Urban Poverty and Violence


In the cities as well as in the countryside the Dalits are socially and economically
fragile. The decay of the state factories means more unemployment. Jobs connected
with the private sector are very unstable. The multinational corporations compete
successfully against traditional craft products and create more unemployment in that
field. Sometimes the possibilities of jobs favour women (as workers in the seafood
factories in Kerala, for instance, or nurses or servants) and put unemployed men in a
humiliating position for which they are not prepared by traditional values.
Simultaneously new expenses appear: school fees for more literate children, longer
periods of unemployment due to the instability of the labour market, reduced social
help and subsidies, funds needed to create a small business for those made
redundant, the cost of a passport for those who want to migrate to the Gulf
(sometimes 100 000 rs), an increasing financial pressure created by consumer society
to keep up appearances. For unemployed or badly paid men, frustrated and
humiliated, often obliged to cling to traditional groups and values to survive, debts
and needs increase. The dowry is often a difficult issue and wives may be harassed,
threatened, beaten, attacked with acid or burnt by their husbands. Even in Kerala,
where the status of women is very advanced, crimes against women increased by
40% between 1990 and 1997.4 Dalits are always among the poorest of the poor in
urban areas as much as in rural ones. The politicians recruit thugs from these
sections of the population that they despise so much.
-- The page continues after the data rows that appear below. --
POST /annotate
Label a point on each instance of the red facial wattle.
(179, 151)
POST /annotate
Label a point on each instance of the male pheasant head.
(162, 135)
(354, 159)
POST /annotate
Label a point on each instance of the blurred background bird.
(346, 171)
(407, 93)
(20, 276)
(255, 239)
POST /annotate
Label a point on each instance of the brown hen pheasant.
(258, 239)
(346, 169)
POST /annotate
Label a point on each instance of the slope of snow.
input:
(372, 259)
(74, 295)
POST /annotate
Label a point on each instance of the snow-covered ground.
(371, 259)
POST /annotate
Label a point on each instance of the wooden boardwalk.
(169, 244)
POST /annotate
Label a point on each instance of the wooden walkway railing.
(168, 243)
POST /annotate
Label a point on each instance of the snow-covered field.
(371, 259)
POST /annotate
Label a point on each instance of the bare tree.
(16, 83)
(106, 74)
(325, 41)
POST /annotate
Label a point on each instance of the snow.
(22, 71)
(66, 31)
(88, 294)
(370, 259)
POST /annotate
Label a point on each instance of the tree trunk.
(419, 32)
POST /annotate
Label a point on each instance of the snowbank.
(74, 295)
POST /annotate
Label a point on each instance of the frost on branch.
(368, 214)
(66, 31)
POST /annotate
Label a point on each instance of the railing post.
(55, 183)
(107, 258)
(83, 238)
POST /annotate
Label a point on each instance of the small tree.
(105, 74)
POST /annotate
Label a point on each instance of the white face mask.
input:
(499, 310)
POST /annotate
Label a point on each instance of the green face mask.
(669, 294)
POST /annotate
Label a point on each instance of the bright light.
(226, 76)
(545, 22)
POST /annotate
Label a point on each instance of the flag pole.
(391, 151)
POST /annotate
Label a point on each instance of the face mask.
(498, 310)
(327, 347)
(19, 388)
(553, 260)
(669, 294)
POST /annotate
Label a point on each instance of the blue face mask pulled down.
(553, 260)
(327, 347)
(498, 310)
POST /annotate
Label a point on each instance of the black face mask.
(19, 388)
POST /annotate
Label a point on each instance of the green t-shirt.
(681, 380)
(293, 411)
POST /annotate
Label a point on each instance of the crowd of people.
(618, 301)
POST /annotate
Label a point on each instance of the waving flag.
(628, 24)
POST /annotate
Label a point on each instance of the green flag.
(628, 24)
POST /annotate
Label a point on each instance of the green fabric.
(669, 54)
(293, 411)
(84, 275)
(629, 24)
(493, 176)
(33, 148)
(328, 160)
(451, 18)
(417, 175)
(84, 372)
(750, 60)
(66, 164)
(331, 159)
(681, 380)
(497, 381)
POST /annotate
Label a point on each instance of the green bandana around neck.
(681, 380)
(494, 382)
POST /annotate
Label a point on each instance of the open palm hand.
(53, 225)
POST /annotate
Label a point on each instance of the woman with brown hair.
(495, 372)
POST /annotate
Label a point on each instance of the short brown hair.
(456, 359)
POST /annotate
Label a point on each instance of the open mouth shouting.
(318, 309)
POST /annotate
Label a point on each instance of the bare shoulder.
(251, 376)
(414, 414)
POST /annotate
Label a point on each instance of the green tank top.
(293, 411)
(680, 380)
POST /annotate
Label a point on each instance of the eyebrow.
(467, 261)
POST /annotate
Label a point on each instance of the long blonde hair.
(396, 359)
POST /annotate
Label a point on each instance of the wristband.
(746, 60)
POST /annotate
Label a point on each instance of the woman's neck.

What the Commonwealth institutions call democracy is actually the opposite of it.
They do not understand and sometimes do not want to understand that a sound
democracy needs development, and that the present policy of growth without
development, what we call liberal globalization, is a factor of regression not only for
excluded men and women, but also for the rich who try to built a society which
doesn’t listen to the majority of citizens and even scorns them. Every day, in the
Mecca of high technology and successful globalization, Bangalore, the Indian Silicon
Valley, women are threatened not because of old Indian traditions, but because of
the living conditions, the anomie and the despair created by what is called progress
or (post-)modernity. Formal democracy imposed by the elites always betrays the
people, as Noam Chomsky once said: ‘‘it is when the threat of popular participation
is overcome that democratic forms can be safely contemplated’’.5

Notes
1. Radhakrishnan, P. (2006) Religion, Caste and the State (Bangalore: Rawat Publications), pp. 102–131.
2. Bandhu, P. (2007) Dalit Situation in South India (Bangalore: NEPA).
3. Teltumbde, A. (2005) Hindutva and Dalits (Calcutta: Samya).
4. Bandhu, P. (2001) Dalit Situation in South India, pp. 156–166.
5. Quoted by Slavoj Zizek, ‘‘Democracy versus the people’’, New Statesman, 18 August 2008, p. 46.